Mara and Warren had been shadowing Steven Finch since Saturday night, hoping he’d meet with the bitch who’d robbed them, but all he did was move between his house and his business.

Now it was early Monday evening and they were parked half a block from Finch’s house, watching it through the side mirrors of the Mercedes van, the air ripe around them. Nothing was happening, so Mara said, ‘To hell with this,’ and fished out her phone.

‘Steven? I thought we had a deal?’

His voice croaked, betraying fear. Fear was good. ‘I was about to call you, honest.’

‘And tell me what, precisely?’

‘It’s not my fault. How was I to know this would happen?’

Mara shook her head as if to clear it but wasn’t about to admit she had no idea what he was talking about. ‘Indeed.’

And soon she’d teased it out of him: it was all over the TV, a bank siege in Waterloo, and one of the hostages was the woman who had stolen the Klee. ‘I mean,’ Finch said shakily, ‘what if she’s arrested? She’ll spill to the cops.’

‘It’s definitely her?’

‘Turn on your TV. They keep running the same footage.’

Mara weighed it all up. ‘This is what you do, Steve: grab anything incriminating in your house, then do the same at the shop, and disappear for a few years.’

She terminated the call and immediately started Safari on the iPhone. She found a news report and, indeed, there was the woman who’d robbed them.

She turned to her husband. ‘Let’s do it. He’ll be coming out his front door pretty soon.’

‘Do what?’

Mara ignored him, climbed into the rear of the van. Finch’s house was as heavily secured as his shop but from tailing him she knew that he was vulnerable for a short period as he walked between his front door and the driver’s side door of his car. An Audi coupe, mind you, funded in part by Niekirk money, parked in the street because the houses were renovated workers’ cottages a hundred years old, no garages or carports.

Everything was going swimmingly for Mara now, after days of twiddling her thumbs. She opened the van’s rear door a crack, saw that she had a clear line of sight to the junk dealer’s front step, and removed her Steyr rifle from its slipcase.

When Mara was a teen, she’d spent school holidays on Grandfather Krasnov’s farm in New England, and the old emigre had taught her how to fire a rifle fitted with a telescopic sight. Tin cans, usually, plus the occasional watermelon-just like the assassin in The Day of the Jackal, Mara enjoying the satisfying, pulpy explosion as the bullet hit. Sometimes kangaroos, foxes and rabbits, and, once, a neighbour’s stray sheep dog-a spectacular shot, 500 metres at least.

She stretched out on the camping mattress, propped the rifle on a small tripod, sighted the German lenses, and waited, unseen, the van’s fittings and metal skin ideal for deadening sound. Was that a shot? people would say.
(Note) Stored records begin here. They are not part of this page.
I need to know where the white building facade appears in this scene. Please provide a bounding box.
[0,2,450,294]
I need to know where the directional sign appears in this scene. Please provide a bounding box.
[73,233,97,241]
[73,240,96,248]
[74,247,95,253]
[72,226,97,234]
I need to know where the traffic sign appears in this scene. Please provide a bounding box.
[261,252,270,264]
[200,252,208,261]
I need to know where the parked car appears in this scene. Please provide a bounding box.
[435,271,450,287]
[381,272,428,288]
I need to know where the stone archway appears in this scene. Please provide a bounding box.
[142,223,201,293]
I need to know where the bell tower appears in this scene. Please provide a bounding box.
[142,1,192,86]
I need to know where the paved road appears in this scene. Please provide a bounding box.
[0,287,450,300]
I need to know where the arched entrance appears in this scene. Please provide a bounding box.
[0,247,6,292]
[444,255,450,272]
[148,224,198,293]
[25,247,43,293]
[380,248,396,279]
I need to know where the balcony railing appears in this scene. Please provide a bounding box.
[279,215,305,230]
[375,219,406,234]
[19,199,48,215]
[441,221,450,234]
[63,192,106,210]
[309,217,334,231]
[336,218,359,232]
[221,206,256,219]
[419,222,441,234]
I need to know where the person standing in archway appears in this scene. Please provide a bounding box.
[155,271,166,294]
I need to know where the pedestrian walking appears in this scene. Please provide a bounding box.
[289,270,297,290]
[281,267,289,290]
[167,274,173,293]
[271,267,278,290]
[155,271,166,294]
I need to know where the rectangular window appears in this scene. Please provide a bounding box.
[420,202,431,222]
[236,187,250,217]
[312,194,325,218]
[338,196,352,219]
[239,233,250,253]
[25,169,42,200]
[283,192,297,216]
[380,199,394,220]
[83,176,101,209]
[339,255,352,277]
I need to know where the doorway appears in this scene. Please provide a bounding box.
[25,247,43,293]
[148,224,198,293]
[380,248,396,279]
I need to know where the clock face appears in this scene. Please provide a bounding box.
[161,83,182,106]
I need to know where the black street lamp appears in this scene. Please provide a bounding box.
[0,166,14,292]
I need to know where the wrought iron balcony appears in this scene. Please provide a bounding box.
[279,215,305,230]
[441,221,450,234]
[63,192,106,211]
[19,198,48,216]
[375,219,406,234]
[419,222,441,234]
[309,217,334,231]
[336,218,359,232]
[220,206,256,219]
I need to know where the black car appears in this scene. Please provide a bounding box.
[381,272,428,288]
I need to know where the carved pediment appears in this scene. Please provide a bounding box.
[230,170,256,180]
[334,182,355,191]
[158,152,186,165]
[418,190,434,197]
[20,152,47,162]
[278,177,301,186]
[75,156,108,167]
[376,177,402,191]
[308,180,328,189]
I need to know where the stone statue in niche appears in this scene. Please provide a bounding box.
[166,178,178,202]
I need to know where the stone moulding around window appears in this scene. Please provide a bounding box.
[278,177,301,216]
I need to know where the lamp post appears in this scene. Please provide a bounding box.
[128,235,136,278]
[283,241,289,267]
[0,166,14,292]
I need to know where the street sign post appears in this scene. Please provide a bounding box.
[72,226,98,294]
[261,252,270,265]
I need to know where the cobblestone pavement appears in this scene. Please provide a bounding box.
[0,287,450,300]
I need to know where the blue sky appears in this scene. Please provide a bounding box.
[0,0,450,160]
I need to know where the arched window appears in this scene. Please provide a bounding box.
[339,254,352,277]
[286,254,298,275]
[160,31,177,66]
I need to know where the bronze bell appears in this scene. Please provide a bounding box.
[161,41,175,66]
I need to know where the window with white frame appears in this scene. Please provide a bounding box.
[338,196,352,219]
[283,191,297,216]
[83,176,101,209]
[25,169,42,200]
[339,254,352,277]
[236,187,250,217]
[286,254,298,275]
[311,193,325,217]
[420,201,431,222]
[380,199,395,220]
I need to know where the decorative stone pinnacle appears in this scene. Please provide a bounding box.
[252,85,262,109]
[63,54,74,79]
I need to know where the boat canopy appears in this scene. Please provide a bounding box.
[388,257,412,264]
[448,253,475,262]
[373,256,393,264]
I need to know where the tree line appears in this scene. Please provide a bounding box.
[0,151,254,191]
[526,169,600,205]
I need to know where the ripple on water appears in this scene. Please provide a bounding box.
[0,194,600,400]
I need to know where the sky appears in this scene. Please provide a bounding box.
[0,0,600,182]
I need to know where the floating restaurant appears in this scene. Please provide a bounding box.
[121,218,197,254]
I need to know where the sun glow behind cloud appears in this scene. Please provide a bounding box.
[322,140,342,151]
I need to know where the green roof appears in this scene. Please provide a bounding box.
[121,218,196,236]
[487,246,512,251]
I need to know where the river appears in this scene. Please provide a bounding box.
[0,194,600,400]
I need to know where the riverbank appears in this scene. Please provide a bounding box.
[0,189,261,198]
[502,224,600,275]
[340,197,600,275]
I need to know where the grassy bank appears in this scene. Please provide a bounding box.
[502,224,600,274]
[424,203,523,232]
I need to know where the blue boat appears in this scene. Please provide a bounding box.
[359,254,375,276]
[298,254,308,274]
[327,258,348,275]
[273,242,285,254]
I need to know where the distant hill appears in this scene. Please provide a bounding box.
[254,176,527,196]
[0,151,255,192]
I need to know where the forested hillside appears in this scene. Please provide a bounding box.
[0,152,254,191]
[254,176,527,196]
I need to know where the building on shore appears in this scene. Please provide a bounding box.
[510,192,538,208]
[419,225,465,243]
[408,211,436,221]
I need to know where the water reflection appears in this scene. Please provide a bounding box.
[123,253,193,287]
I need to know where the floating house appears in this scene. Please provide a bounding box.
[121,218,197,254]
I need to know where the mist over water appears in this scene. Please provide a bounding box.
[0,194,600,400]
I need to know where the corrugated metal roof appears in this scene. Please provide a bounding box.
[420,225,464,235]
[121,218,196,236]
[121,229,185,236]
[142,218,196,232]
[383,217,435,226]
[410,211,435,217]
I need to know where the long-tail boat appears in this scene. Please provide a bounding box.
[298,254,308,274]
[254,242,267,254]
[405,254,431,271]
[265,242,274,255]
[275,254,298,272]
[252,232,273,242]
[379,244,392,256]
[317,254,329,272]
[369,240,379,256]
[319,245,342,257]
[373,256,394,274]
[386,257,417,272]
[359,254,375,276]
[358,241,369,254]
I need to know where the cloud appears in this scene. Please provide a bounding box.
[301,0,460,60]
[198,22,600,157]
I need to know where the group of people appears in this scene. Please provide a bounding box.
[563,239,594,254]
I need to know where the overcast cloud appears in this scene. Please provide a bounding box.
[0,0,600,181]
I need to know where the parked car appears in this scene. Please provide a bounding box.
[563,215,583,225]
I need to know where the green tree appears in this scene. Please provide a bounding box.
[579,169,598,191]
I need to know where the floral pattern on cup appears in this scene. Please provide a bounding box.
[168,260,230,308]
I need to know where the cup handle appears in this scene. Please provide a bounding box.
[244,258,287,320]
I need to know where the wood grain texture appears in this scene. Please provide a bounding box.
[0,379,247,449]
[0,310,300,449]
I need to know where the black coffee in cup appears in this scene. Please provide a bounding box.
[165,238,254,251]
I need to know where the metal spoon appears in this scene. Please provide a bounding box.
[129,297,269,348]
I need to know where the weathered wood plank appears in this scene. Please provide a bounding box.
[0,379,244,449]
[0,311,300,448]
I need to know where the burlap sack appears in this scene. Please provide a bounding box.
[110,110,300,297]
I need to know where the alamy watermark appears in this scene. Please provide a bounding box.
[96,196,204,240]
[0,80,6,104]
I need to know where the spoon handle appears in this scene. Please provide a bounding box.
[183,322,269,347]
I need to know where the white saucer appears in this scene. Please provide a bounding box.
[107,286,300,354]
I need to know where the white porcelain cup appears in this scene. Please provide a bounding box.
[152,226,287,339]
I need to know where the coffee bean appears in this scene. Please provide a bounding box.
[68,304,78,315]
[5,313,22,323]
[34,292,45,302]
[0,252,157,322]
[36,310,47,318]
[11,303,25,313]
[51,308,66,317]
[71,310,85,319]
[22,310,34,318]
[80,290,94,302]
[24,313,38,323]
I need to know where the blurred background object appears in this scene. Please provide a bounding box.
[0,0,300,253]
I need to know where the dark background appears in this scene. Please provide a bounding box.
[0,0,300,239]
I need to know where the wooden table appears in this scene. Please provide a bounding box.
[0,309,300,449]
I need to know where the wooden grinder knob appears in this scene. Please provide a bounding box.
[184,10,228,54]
They wouldn’t be sure.

She wiggled about until she was comfortable, and after that was absolutely still, breathing shallowly, feeling nothing, not even anticipation. She didn’t even register the jittery presence of her husband.
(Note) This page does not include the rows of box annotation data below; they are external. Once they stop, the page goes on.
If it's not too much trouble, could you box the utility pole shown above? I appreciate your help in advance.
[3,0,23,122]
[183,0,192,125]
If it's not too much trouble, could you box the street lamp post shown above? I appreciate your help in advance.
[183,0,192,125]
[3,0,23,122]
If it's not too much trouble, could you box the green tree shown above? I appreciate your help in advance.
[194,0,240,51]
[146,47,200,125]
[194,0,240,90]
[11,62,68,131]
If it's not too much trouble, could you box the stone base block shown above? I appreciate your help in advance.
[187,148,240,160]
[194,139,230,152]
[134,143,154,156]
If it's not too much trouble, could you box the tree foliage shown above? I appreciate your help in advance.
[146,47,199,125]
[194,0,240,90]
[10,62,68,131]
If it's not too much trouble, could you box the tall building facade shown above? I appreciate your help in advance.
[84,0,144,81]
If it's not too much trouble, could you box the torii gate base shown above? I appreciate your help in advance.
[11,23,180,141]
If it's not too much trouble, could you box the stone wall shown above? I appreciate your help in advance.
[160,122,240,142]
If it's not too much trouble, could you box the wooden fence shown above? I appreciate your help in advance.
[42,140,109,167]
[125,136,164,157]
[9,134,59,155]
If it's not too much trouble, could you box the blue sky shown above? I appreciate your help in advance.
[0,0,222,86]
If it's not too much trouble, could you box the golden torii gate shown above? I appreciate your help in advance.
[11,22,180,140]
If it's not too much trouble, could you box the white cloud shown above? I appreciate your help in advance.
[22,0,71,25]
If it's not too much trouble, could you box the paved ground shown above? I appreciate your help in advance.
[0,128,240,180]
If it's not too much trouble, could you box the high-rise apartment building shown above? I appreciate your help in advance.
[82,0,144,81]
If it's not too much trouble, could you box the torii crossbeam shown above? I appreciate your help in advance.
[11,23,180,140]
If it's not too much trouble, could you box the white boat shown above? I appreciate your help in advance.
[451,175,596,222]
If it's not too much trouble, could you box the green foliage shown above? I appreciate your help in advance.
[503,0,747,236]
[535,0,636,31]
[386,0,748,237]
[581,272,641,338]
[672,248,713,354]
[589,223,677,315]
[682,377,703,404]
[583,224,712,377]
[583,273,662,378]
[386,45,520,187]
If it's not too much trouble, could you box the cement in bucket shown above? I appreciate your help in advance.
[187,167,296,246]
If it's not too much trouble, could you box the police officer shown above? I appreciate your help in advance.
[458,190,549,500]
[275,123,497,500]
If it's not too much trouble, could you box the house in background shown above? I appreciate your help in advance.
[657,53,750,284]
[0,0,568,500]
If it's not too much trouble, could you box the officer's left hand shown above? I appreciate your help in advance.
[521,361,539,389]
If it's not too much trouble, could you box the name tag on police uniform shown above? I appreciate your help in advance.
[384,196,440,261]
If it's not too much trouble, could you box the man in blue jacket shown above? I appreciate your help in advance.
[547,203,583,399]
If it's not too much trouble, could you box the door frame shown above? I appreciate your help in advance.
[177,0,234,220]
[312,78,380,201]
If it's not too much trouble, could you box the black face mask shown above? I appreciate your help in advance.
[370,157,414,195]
Finch stepped out of his front door and for a moment remonstrated with someone within the house, then the door was slammed and he presented himself to Mara, there was no other way to describe it. He stood there for a couple of seconds too long, carrying a black holdall, a panicky look on his face as he scanned the street, his gaze passing over the van. Mara placed the cross hairs on the centre of his chest and breathed out in one long, slow exhalation and squeezed the trigger.
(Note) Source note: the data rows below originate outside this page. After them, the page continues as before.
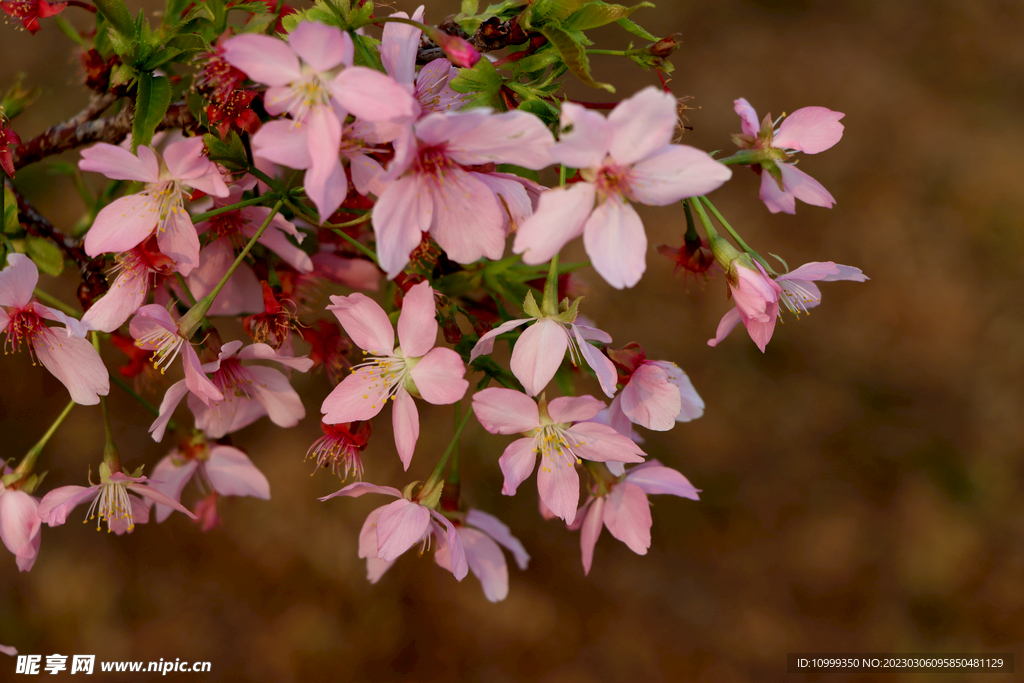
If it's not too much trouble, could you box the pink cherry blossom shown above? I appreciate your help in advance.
[733,97,846,214]
[39,465,196,536]
[78,137,228,275]
[512,87,732,289]
[128,303,224,403]
[321,283,469,469]
[473,387,644,522]
[224,22,415,220]
[0,481,42,571]
[373,109,554,279]
[319,481,469,584]
[150,340,313,441]
[708,261,867,352]
[0,253,111,405]
[469,303,615,398]
[146,443,270,530]
[573,460,700,573]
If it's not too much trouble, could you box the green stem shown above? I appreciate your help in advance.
[14,400,75,476]
[32,290,82,318]
[331,228,380,265]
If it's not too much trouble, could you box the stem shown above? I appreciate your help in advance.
[331,227,380,265]
[14,400,75,476]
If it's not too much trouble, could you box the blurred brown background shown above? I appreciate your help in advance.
[0,0,1024,683]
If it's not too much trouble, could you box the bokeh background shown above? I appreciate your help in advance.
[0,0,1024,683]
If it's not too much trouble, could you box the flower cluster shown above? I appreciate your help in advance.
[0,0,866,601]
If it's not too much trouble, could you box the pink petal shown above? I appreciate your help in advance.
[580,497,604,574]
[552,102,613,168]
[150,380,188,444]
[621,364,682,431]
[410,347,469,405]
[327,293,394,355]
[223,34,302,86]
[548,396,604,423]
[469,317,534,362]
[458,526,509,602]
[510,319,569,396]
[377,498,430,561]
[583,197,647,290]
[626,144,732,206]
[78,142,160,182]
[772,106,846,155]
[398,282,437,358]
[732,97,761,137]
[512,182,597,265]
[708,307,740,346]
[430,169,505,263]
[318,481,401,501]
[252,119,313,169]
[565,422,644,463]
[0,490,42,558]
[608,86,678,165]
[373,175,434,280]
[626,461,700,501]
[498,438,537,496]
[84,195,157,256]
[778,164,836,209]
[391,387,421,470]
[34,328,111,405]
[328,67,417,125]
[473,387,540,436]
[537,456,580,524]
[0,252,39,308]
[150,451,199,523]
[602,481,651,555]
[466,508,529,569]
[288,22,354,73]
[203,445,270,501]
‘You must squeeze, never pull,’ Grandfather Krasnov had taught her, and Mara, packing the rifle away now, folding the tripod, shutting the rear door, telling Warren to drive away slowly, realised anew that there had never been a man in her life like the Krasnov patriarch.

‘Another loose end cleaned up,’ she told her husband as he drove in his nervy way out of Williamstown and back to the Peninsula. ‘Now it’s time we all took a long overseas holiday.’